The poets of the old Third Division South have responded with  understandable outrage. Petitions are being circulated. Politicians are being fingered. Acts of terrorism are planned. 

The late Russell Murphy, also now a poetry events organiser, has been filling Twitter with exclamation marks. In an official statement Murphy said: "The Widdle at the Well is a festival which allows a few people to get together each Christmas Day and be not much good. The Arts Council should come out and be man enough to tell the public what their problem is regarding Sean Fortune. It's just personalities. And it's a disgrace that sort of thing should be allowed to get in the way of this annual celebration of exquisite mediocrity."

Poet and perfoming hog farmer Metoo McDim said: "I would happily allow Sean Fortune, or indeed, Russell Murphy to rub their slimed up penises back and forth across my Gran's corpse, if I thought doing so would lead to me being asked to come along and read one unryhming couplet about my pigs to an audience of hardly anybody. I've no time for all this office politics. What have they got against Sean Fortune? This is petty nonsense."

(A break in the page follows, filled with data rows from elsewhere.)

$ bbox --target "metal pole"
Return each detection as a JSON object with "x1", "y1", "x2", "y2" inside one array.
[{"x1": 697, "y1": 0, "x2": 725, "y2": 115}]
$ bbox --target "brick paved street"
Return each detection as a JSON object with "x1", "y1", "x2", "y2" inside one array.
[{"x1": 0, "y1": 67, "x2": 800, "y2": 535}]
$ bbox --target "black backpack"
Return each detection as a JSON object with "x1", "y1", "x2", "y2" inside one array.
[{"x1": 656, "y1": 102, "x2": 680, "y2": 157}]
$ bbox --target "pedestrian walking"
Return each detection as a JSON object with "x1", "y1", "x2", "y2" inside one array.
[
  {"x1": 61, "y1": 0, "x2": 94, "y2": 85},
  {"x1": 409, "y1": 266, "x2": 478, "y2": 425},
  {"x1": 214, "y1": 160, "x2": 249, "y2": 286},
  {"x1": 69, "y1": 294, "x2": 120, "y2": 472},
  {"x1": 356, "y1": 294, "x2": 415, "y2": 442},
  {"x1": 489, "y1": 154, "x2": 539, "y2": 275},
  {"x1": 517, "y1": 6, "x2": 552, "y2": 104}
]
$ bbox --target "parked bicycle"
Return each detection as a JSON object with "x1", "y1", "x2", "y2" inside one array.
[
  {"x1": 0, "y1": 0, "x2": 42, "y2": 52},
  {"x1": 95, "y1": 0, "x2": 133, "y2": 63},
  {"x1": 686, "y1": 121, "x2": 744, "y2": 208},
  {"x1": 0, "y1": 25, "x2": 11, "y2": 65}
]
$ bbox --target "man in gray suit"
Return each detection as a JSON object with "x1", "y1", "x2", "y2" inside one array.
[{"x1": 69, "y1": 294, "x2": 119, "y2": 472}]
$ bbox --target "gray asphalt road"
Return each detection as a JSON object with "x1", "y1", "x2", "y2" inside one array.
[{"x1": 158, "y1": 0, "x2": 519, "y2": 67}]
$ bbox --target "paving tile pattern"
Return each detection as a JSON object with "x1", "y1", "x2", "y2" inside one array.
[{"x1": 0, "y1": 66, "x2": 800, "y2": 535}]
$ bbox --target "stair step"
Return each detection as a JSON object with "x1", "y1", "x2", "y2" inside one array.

A number of prominent individuals and organisations have issued statements in support of the Widdle In The Well. These include activist Squeaky Frome; the late Oliver St. John Gogarty; Dana Rosemary Scallon's cat; and George Galloway's surprise third buttock. 

Both Maude Gonne-McBride and the late Klaus Barbie have given donations which will, it is hoped, enable the festival to take place this Christmas Day. At the opening of this year's festival, it's rumoured that Metoo McDim will do the dance of the seven Wellingtons while shouting out a poem about slurry and Iraq. Despite the undying hatred it continues to provoke from the Arts establishment, the Widdle will not die quietly.